DataFrame-level Preprocessing Examples#

Basic examples of preprocessing methods

The following methods selectively use these libraries:

Impute Missing Values#

impute_missing() - Fills missing values using various methods

from frameon import load_dataset, FrameOn as fo

titanic = fo(load_dataset('titanic'))
titanic_cleaned = titanic.preproc.impute_missing(
    target_cols='age',
    auxiliary_cols=['fare', 'pclass'],
    method='knn',
    n_neighbors=5
)

Restore Full Index#

restore_full_index() - Restores a full index for a DataFrame by filling in missing dates and categories.

It creates a full MultiIndex by generating all possible combinations of dates
(within the range of the date column) and unique values of the grouping columns.
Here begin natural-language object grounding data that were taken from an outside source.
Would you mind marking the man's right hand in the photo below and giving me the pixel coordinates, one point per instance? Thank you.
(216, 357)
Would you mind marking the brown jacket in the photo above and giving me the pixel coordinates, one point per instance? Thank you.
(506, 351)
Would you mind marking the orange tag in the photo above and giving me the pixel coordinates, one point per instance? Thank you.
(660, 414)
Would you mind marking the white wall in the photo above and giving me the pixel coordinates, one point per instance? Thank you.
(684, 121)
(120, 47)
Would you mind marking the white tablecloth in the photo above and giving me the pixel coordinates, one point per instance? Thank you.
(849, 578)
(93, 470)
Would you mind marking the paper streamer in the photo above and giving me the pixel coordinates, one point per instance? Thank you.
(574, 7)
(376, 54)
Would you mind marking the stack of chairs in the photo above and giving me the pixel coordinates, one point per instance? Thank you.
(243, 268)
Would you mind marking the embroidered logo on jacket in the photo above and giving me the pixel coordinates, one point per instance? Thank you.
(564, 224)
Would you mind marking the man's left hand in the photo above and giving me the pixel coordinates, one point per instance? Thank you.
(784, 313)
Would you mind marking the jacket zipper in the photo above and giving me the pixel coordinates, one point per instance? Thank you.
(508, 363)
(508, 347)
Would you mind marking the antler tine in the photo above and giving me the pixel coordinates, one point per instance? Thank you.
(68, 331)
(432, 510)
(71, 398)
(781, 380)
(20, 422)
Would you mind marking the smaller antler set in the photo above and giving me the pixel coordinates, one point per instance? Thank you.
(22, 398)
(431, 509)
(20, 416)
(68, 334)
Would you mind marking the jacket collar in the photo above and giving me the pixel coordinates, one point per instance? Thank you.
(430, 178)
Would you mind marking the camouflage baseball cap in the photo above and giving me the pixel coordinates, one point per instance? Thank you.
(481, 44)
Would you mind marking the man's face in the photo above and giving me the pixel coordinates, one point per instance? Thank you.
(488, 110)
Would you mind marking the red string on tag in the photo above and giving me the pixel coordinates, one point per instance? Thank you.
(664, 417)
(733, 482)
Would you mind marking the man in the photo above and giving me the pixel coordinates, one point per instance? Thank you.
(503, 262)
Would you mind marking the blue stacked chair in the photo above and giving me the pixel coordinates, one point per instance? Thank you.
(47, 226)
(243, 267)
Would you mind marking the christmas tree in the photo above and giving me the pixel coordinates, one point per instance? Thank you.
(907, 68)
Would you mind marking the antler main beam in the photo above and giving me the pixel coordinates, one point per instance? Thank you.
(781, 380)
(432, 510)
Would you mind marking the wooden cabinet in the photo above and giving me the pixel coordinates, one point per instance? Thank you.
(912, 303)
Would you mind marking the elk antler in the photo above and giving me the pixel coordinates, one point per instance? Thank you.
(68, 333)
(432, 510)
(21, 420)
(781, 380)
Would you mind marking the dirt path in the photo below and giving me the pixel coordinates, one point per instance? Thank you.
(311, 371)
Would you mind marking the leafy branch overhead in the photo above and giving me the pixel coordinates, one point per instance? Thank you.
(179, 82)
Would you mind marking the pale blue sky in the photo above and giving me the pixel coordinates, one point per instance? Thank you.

from frameon import FrameOn as fo
import pandas as pd
# from IPython.display import display
data = {
    'Date': ['2023-01-01', '2023-01-03'],
    'Category': ['A', 'B'],
    'Value': [10, 20]
}
df = fo(pd.DataFrame(data))
df['Date'] = pd.to_datetime(df['Date'])
display(df)
df_restored = df.preproc.restore_full_index(
    date_cols='Date',
    group_cols=['Category'],
    freq='D',
    fill_value=0
)
display(df_restored)
Date Category Value
0 2023-01-01 A 10
1 2023-01-03 B 20
Date Category Value
0 2023-01-01 A 10
1 2023-01-01 B 0
2 2023-01-02 A 0
3 2023-01-02 B 0
4 2023-01-03 A 0
5 2023-01-03 B 20